Facing the Terror of the Tomb
Easter beyond tragedy and triumph | The Word in the Wild, Easter Sunday, Year B
Early in Dostoevsky’s novel, The Brothers Karamazov, there is a scene in which the elder monk, Father Zosima, is offering spiritual council to visitors. Among them is a wealthy woman struggling with her faith. She explains that at times she has a love for God and neighbor so great that she dreams of leaving all behind to become a nun and serve the poor. But as she imagines caring for a the wounds of a poor man, her love begins to falter. “I close my eyes and ask myself: could you stand it for long on such a path? And if the sick man whose sores you are cleansing does not respond immediately with gratitude, but on the contrary, begins tormenting you with his whims, not appreciating and not noticing your philanthropic ministry…what then?” In response, Father Zosima apologizes that he cannot offer much comfort, “for active love is a harsh and fearful thing compared with love in dreams.”
Easter is a time of active love, a moment when its triumph in the resurrection is met with alleluias. Jesus loved the whole cosmos, even through the torment of the cross, and now God has vindicated him.
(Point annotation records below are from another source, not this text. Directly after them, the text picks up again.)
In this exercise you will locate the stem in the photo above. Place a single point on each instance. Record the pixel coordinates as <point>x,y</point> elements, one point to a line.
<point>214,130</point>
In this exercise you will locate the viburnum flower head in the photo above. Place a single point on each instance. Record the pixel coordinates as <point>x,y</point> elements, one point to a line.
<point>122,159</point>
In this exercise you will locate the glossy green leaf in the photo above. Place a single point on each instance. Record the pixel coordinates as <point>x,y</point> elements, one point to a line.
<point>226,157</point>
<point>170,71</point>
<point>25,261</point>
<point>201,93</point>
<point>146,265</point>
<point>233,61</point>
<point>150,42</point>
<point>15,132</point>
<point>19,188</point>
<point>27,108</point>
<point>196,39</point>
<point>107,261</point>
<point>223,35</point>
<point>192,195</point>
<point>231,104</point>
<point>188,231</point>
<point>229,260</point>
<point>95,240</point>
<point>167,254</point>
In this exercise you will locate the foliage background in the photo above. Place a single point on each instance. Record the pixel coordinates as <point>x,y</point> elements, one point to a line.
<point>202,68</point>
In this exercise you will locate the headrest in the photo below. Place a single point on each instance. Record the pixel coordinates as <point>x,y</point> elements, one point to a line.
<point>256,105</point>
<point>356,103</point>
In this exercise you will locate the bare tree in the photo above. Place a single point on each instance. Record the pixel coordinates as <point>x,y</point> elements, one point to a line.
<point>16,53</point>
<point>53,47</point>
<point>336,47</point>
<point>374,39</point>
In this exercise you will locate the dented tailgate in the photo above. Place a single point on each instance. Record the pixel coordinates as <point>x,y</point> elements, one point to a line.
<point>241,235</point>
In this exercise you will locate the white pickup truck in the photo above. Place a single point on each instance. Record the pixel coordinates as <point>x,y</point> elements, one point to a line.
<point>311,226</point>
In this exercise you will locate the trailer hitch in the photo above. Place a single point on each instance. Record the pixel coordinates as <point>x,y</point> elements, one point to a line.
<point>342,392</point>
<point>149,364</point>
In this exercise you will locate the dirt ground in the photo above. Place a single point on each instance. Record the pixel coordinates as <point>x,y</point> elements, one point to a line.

It is easy in such a moment to focus on that victory; to cover over the dangerous path of discipleship with the soft pastels of a spring morning. We want to see Christ, radiant with light, bursting forth from the grave with all our dreams of love fulfilled. Mark’s Gospel will allow us none of that.
The ending of Mark is so stark, so abrupt, that even scribes in the early Christian world found it necessary to add a more satisfactory ending. But as most scholars now agree, in the original text, the gospel closes with this line: “and they said nothing to anyone, for they were afraid.” Close curtain. There’s no encounter with the risen Christ, no grand ascension, only an empty tomb and an angel’s message to three women to tell the other disciples that Jesus is going on ahead of them to Galilee. In response, the women flee in fear.
Such an ending leaves us wanting closure and that is exactly the point. Mark keeps us from the twin possibilities of reading the story of Jesus as an empty tragedy or an easy triumph. Looking at the story of Jesus, it would be possible to see him as just another Jewish messiah crushed by the Powers, both political and religious. His teachings were good, and so they live on, like those other martyrs for truth such as Socrates or Gandhi. Jesus’s life, however, his ongoing energy and power, has met its end and is now relegated to a place in the catalogue of history. This is the tragic view and Mark keeps us from it with the promise that Jesus is alive, not present, but going ahead where we will meet him.
Mark also keeps us from seeing the story of Jesus as an easy triumph. Christ does not burst from the grave like a superhero, rolling away the stone with robes of radiant light like a god of the pagan imagination. Instead, the women are told that they will find Jesus right where story began: in the everyday world of fishers and farmers, the familiar places of Galilee. The triumphant view of Jesus is undone by the dingy work of authentic discipleship.
In his monumental study of Mark, Binding the Strongman, Ched Myers articulates the meaning of Mark’s ending this way: “We do not entirely understand what ‘resurrection’ means, but if we have understood the story, we should be ‘holding fast’ to what we do know: that Jesus still goes before us, summoning us to the way of the cross. And that is the hardest ending of all: not tragedy, not victory, but an unending challenge to follow anew.”
Like Father Zosima, Mark invites us to wake from our fantasies and enter the fearful truth of active love. This is the call to discipleship, and it is a call that the women at the tomb heard, overcoming their fears eventually, for otherwise we would not be here. And many throughout the generations have also heard the call to that love, working up the courage to actually do the often terrifying work of caring it out.
The story about the rich woman and Father Zosima was a favorite of the co-founder of the Catholic Worker movement, Dorothy Day. According to her biographer, Jim Forest, she would often repeat a version of Zosima’s line: “Love in practice is a harsh and dreadful thing compared to love in dreams.” In her hard and faithful discipleship, Day had to face the fear that any true expression of active love will bring. As a result, Forest said that the elder Day was the freest and least fear-driven person he had ever known. Her freedom, her lack of fear, her active love, all came from her daily facing the terror of the empty tomb.
This Easter season, we would do well to join Day and all those other faithful disciples who have set with the empty tomb, listening to Mark’s challenge to return to the work of discipleship. The world is in need of love. Not the fantastical love of dreams, the abstract love of our “philanthropic ministries,” but the real and terrifying love that calls us to risk our lives for the sake of our neighbors, including our enemies. Though we are in good company with the women at the tomb to be afraid of such a call, like them we can step out despite our dread, knowing that Jesus has gone on ahead of us and will meet us along the way.
Strong stuff, Ragan. I am like the rich woman: sometimes I think I’m up for it, sometimes not.